In repository implementation, KM should aim to provide a common resource which is applicable to the needs of, and accessible to, all involved stakeholders. Particularly difficult is identifying gaps in knowledge and carrying out the R&D required to fill these in advance. To ensure that the required knowledge is available when the need arises, it may be necessary to complement existing requirements lists by attempts to anticipate future requirements – such planning is commonplace in the military, where think-tanks are tasked with foreseeing potential future weapons developments and recommending steps to develop countermeasures in a timely fashion.
The military are not alone in utilising the KM approach: the aerospace industry faces similar problems, where planning and developing a new aircraft may take several decades with the operational lifetime adding another couple of decades on top. Given that the number of components may lie in the millions (a Boeing 747 ‘‘Jumbo’’, for example, contains over 6 million individual parts; West et al., 2002) and that many are safety-critical, a sound KM system is obviously a must – and proves that the problem is also solvable for repository implementation.
Indeed, JAEA recently proposed (JNC, 2005) developing a system along the lines of:
a formal requirements management system (RMS)4 to guide and document the decisionmaking process
a coupled knowledge management system (KMS), to ensure that all knowledge needed to support these decisions is available as and when required
an associated system to assure quality (QMS), possibly with integrated documentation management.

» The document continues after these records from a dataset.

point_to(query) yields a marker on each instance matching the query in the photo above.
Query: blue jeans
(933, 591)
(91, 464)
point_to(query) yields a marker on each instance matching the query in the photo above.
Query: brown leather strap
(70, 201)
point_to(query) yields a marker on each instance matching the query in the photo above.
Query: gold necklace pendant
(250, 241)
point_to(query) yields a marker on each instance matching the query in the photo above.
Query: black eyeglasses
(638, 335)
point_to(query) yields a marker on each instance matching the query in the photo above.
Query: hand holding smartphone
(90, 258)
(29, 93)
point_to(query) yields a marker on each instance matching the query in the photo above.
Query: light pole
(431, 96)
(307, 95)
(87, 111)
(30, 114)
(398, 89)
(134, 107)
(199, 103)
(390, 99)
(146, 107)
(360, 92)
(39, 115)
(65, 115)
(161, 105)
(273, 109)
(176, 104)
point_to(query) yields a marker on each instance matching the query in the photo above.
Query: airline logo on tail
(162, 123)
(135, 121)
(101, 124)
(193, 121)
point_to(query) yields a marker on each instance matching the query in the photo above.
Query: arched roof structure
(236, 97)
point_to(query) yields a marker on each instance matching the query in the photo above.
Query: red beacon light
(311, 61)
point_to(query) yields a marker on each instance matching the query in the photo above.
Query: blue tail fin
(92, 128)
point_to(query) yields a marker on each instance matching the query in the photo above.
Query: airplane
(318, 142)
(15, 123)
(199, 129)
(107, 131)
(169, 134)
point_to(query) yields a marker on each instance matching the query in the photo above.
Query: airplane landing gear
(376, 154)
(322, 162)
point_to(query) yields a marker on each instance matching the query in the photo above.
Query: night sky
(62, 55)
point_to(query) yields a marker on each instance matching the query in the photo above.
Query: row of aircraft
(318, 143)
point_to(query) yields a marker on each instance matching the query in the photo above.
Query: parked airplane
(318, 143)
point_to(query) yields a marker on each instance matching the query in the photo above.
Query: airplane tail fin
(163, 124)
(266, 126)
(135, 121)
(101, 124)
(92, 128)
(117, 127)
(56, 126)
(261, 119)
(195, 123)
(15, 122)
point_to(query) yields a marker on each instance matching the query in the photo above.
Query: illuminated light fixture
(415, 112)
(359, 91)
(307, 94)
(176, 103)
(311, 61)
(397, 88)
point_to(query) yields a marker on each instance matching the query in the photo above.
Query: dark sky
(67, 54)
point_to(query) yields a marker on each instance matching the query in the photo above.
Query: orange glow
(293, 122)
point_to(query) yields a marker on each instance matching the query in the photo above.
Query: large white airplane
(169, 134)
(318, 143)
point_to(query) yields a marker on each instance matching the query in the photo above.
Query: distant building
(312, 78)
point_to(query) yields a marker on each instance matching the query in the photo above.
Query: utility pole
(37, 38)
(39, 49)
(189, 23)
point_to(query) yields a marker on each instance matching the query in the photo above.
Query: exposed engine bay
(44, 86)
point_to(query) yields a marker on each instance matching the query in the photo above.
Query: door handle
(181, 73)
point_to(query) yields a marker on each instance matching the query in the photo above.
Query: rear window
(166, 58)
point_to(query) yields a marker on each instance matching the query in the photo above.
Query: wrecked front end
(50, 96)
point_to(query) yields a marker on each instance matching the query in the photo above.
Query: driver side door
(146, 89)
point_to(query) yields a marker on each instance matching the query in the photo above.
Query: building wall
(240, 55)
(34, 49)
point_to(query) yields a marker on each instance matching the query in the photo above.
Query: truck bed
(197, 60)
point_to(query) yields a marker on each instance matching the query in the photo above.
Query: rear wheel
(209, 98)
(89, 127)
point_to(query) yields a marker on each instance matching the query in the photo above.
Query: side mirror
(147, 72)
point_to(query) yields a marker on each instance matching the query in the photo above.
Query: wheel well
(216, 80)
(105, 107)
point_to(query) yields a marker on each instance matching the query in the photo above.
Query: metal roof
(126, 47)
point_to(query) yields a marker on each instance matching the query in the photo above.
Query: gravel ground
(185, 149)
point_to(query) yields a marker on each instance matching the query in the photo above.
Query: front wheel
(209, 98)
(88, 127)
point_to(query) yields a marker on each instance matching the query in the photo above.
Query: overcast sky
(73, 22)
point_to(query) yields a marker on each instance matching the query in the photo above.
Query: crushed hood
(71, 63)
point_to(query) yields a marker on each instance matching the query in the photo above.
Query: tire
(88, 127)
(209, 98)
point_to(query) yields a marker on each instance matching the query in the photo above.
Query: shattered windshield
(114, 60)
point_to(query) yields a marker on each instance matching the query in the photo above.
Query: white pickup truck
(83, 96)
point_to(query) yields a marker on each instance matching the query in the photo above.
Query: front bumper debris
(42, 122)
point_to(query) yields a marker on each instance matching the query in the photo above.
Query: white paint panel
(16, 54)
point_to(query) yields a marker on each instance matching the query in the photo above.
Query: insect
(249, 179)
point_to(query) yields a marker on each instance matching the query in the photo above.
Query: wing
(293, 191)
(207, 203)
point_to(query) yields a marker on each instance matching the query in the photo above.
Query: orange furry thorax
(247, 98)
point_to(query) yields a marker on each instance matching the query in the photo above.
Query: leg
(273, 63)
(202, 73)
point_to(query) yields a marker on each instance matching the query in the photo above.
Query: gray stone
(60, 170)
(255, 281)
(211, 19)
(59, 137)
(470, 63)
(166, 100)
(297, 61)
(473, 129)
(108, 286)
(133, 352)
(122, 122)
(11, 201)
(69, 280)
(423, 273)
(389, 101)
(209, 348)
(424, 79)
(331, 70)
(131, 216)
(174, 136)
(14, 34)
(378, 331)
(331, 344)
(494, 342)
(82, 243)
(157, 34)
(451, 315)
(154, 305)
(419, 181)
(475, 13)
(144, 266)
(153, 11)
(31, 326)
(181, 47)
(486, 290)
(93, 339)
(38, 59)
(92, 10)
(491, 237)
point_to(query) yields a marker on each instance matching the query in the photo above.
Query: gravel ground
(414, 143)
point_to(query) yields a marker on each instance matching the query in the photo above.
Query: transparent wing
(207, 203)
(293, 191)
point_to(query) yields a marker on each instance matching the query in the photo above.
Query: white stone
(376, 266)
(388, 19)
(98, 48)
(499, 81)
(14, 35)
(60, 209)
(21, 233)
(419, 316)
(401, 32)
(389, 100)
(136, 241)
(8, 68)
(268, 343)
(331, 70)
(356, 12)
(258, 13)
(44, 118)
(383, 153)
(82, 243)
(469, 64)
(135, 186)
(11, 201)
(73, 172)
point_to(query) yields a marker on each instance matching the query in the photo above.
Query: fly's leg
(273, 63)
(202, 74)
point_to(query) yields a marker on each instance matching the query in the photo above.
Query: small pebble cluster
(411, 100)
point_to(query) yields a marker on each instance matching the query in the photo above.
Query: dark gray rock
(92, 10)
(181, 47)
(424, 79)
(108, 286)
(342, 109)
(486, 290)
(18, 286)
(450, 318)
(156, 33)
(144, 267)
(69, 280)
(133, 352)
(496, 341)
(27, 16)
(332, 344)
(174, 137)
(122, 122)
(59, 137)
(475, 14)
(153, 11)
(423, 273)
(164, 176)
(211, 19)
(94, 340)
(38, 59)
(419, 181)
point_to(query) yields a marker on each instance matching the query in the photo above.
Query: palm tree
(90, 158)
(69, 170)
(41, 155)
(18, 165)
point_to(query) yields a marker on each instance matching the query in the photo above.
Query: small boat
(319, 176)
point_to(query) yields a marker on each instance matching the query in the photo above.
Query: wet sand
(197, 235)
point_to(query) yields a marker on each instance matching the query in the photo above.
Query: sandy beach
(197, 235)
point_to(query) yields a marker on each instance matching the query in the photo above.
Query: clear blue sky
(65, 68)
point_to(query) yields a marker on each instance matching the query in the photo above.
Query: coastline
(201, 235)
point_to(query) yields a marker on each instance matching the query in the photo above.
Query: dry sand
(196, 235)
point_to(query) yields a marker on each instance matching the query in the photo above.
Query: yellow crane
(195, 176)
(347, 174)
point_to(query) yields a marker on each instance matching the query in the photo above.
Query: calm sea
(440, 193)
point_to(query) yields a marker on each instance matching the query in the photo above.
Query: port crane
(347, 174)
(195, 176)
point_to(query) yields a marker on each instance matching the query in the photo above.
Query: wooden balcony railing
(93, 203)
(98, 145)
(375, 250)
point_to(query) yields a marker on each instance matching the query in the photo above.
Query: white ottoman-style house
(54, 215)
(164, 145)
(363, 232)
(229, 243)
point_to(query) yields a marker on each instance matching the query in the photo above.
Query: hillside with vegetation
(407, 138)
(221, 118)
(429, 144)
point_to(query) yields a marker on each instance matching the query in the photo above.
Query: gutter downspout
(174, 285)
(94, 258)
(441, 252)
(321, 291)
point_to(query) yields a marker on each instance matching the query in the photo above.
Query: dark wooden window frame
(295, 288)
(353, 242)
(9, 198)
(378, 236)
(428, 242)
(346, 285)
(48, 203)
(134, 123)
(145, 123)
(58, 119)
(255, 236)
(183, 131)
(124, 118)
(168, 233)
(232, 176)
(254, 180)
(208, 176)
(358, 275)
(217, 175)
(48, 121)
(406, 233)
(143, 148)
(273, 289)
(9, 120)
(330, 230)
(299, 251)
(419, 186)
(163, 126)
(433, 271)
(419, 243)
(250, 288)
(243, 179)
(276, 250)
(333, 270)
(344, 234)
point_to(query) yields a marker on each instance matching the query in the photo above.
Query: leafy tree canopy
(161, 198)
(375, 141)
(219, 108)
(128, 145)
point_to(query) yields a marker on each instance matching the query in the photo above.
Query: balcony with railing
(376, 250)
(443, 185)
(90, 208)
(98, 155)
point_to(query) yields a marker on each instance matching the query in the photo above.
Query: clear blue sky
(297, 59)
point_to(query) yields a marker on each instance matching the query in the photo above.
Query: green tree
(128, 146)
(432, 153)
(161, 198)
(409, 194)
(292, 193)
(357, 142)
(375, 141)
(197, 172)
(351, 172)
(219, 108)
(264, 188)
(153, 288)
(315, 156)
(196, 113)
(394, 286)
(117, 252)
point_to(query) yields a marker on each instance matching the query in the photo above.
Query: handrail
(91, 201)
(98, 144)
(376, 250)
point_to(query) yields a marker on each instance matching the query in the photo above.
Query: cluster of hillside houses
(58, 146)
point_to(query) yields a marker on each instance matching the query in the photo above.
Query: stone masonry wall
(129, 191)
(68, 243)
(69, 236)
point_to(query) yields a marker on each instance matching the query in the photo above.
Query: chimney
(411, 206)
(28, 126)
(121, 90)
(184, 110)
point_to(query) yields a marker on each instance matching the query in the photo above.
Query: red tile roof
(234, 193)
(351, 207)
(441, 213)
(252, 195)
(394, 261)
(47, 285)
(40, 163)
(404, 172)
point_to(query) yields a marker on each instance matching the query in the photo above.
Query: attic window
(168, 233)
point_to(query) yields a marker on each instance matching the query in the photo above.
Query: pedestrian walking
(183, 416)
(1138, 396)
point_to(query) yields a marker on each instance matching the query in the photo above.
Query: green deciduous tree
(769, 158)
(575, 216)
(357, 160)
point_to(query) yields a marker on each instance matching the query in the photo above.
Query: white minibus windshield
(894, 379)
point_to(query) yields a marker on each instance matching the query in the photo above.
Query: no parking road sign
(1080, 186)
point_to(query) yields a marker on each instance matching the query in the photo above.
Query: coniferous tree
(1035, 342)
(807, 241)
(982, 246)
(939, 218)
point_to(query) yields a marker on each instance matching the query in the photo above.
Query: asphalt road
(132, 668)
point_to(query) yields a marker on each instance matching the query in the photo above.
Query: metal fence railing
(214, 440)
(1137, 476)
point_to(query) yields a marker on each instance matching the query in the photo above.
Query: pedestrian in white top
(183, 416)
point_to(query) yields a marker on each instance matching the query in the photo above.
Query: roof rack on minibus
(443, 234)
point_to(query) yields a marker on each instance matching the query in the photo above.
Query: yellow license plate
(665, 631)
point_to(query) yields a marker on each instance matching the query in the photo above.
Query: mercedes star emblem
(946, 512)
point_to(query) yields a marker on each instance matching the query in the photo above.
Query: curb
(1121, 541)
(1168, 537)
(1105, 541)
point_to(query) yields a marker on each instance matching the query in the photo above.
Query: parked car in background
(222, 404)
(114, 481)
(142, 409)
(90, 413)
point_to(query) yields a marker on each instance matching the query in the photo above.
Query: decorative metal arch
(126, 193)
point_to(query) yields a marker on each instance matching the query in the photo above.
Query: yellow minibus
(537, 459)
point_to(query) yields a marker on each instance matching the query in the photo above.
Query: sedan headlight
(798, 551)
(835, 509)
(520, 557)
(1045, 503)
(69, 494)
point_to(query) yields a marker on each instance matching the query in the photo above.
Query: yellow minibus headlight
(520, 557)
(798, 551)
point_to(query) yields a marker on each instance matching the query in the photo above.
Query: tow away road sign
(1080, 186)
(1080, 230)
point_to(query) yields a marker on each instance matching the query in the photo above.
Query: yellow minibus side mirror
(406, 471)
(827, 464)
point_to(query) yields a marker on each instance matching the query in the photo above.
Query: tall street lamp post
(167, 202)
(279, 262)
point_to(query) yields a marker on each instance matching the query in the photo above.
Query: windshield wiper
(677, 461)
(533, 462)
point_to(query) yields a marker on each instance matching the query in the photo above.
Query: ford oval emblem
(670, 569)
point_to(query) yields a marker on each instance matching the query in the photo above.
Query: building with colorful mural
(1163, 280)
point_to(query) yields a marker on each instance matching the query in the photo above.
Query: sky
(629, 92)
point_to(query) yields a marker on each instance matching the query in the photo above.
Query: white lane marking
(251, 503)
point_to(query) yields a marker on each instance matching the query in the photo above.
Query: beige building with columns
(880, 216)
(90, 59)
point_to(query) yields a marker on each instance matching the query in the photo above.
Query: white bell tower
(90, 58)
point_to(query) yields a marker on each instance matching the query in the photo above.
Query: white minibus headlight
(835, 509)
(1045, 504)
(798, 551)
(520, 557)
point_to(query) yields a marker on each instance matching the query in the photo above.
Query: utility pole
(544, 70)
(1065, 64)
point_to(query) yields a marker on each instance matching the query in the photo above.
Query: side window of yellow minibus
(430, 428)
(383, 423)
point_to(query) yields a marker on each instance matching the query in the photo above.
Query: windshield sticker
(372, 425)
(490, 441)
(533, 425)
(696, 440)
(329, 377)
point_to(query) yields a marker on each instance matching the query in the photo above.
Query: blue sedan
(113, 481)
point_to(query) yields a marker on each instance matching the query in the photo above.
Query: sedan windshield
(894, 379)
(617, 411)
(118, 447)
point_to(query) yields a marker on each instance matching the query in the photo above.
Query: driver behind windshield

To function properly, the knowledge base, and the associated KMS, should ideally have the following attributes:
Content: comprehensively covering all knowledge required by all stakeholders, which may necessitate timely initiation of work in anticipation of future requirements
Autonomic maintenance: allowing constantly expanding external databases to be utilised in a data mining process
Reliability: fully quality-assured with automatic processes to ensure the consistency of the expanding knowledge base
Active initiatives to keep both the content and the KMS structures at the state of the art
Openness and accessibility to all stakeholders, at technical levels appropriate to their needs
A robust process for ensuring the long-term conservation and archiving of knowledge of all types.
4 For any project, a hierarchy of requirements, which develop with time, can be derived directly from a project and, if this is done formally in a requirements management system (RMS), this will automatically structure the underlying knowledge base.